Are there any best practices for opportunistic message signing?

Izzy Kindred ikindred at cox.net
Mon Nov 10 15:28:50 CET 2003


Hello gnupg-devel,

	I am a developer on the Camram project (www.camram.org).
Camram is an anti-spam system that makes use of hashcash (proof of
work) stamps.  Basically it takes X seconds of CPU time to generate a
valid stamp, thereby limiting systems that send spam to only sending
one piece of spam every X seconds.  (For background on stamps, see
hashcash.org.)

	We are considering designing stamps so as to allow a stamp to
optionally be tied to a particular message body via a (SHA1) digest.
This would prevent a spammer from stealing stamps and reusinging them.
(This problem comes up on mailing lists, where one stamp is used to
send the same message to lots of recipients.)

	We are aware, however, that many MTA will alter the message
body content in transit.  I would like to know the following:

a) How does GPG normalize the message body when generating cleartext
and detatched signatures?

b) How immune to corruption are GPG's methods?

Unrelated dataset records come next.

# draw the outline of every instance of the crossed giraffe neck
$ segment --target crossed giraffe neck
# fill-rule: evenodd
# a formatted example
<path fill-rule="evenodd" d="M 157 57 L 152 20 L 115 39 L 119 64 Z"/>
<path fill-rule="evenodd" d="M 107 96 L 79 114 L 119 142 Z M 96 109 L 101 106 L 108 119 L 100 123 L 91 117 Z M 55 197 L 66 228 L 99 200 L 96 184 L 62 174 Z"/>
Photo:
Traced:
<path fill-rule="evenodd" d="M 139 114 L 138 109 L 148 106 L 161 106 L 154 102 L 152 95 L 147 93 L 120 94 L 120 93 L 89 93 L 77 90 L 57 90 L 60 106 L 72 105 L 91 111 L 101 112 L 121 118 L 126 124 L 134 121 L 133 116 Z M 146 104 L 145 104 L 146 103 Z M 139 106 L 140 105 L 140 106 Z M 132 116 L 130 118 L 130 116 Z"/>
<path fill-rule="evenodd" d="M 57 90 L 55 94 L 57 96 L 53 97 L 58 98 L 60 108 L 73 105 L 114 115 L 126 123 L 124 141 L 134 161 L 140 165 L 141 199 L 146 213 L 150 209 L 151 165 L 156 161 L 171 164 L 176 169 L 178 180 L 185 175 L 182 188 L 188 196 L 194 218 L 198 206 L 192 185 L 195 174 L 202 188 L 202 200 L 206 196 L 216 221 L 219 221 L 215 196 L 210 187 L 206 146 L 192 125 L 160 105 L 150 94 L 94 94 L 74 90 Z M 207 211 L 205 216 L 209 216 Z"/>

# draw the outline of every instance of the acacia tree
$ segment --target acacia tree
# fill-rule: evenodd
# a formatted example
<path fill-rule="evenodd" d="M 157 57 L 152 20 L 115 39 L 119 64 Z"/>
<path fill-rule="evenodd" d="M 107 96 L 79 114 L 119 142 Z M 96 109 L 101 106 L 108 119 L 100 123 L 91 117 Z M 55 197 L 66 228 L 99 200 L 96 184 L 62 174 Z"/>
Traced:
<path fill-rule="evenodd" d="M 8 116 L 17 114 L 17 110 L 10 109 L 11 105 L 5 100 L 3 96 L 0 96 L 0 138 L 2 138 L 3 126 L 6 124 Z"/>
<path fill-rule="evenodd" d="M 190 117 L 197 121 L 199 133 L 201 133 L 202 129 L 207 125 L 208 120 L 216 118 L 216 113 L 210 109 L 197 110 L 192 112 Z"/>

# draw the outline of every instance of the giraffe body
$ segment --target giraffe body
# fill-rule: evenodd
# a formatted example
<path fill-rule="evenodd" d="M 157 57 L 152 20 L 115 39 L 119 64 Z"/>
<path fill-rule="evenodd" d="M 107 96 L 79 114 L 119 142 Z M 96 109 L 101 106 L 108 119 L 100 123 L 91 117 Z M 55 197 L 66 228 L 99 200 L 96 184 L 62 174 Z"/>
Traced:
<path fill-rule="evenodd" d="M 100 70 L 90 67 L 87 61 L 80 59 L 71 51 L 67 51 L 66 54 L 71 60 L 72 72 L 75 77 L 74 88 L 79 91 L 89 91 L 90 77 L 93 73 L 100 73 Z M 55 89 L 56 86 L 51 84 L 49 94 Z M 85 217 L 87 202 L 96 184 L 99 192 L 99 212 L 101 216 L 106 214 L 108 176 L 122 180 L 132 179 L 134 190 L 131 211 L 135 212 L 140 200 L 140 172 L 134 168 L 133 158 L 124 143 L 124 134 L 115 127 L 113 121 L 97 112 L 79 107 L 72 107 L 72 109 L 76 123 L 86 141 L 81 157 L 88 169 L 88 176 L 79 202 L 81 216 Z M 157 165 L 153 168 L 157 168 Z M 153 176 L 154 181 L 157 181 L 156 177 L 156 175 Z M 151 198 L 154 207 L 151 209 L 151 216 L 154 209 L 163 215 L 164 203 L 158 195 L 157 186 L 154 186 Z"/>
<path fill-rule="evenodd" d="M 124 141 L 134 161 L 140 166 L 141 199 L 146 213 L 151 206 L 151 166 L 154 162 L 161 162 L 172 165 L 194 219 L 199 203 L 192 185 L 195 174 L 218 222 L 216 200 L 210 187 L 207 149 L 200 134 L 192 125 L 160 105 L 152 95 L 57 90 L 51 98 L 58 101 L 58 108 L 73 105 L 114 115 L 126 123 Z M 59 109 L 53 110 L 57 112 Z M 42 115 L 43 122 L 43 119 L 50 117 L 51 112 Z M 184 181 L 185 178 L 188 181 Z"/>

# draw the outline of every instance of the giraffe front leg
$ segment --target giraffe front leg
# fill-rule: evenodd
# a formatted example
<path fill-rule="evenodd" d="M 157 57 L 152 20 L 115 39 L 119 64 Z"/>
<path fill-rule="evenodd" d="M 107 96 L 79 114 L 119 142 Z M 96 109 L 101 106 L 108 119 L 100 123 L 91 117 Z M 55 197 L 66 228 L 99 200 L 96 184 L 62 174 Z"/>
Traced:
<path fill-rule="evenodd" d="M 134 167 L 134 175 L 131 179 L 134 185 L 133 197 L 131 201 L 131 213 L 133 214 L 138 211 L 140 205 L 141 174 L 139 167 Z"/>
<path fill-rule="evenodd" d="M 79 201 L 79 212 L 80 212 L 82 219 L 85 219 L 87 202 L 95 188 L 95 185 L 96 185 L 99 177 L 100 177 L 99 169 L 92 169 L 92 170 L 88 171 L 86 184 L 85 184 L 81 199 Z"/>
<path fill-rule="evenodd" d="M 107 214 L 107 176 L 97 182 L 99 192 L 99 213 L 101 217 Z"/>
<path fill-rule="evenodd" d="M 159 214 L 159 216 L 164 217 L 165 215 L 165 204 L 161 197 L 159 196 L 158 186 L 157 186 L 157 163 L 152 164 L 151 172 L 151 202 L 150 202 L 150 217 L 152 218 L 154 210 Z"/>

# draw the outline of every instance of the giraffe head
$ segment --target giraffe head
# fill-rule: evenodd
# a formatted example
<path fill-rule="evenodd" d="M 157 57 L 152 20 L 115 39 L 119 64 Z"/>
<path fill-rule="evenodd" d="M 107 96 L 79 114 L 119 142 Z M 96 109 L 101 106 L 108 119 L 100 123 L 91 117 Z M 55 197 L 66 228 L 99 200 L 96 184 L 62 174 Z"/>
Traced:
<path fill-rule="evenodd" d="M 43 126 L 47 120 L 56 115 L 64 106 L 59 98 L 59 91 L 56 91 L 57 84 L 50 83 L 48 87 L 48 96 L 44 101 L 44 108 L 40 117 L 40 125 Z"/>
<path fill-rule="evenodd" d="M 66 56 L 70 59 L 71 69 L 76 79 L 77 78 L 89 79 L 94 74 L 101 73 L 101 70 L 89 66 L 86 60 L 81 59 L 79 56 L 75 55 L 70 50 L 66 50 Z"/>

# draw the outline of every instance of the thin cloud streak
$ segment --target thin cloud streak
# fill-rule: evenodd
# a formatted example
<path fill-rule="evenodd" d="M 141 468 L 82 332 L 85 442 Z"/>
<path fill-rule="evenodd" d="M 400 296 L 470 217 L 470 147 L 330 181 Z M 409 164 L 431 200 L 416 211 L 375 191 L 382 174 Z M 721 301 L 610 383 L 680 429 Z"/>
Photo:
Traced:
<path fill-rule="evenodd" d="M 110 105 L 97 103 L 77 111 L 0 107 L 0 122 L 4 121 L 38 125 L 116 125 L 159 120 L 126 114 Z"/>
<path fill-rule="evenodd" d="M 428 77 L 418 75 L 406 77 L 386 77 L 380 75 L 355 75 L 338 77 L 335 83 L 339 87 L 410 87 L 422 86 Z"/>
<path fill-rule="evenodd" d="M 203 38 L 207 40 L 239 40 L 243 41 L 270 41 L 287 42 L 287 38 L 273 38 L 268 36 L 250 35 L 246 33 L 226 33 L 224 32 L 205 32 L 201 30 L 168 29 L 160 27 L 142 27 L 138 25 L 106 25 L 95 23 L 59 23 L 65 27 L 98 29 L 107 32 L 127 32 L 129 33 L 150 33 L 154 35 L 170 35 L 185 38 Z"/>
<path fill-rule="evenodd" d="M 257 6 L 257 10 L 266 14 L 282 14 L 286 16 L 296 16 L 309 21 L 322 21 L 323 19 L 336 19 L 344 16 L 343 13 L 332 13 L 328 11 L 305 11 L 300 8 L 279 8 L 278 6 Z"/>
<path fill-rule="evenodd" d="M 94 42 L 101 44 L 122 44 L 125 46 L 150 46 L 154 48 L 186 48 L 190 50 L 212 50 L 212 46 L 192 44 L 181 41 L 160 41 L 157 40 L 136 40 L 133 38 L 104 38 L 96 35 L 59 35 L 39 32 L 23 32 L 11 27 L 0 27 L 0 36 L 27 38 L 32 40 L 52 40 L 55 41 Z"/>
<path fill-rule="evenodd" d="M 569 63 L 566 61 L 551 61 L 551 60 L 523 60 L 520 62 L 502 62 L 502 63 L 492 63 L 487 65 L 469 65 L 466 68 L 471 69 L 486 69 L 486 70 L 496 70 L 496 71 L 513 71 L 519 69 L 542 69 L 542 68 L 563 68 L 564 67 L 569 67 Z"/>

	I have found this OpenPGP RFC:
http://www.ietf.org/rfc/rfc2440.txt

	Section 7 describes cleartext signing.  Does GPG do more than
is specified by this RFC?  Less?

	I've also read over RFC 2015, which discusses signing MIME
parts.

	It is anticipated that Camram may function as a mail proxy,
opportunistically stamping and signing email from trusted senders.
Are there (non-obvious) tradeoffs between using Armor Ascii vs. Mime
to perform this type of signing?

	Since Camram (and in the future other systems), may
opportunistically stamp messages, unexpected alterations could
potentially cause problems delivering mail that the sender would not
expect.  (Whereas, in the GPG context, if you signed a message, you
know you signed it.  Also, alterations of GPG signatures invalidate
the signature but do not (usually) interfere with delivery.)

	(Aside: I know that stamps do not use public key crypto, and
therefore astute reader may object to my saying that the hash is
"signed" into the message.  "Signed" just seemed to be the most
approriate word to use.)

	Please feel free to reply on or off the gnupg-devel list.

	Many thanks in advanced from the Camram team.

	Izzy
______________________________________________________________________
The pursuit of perfection is the enemy of progress.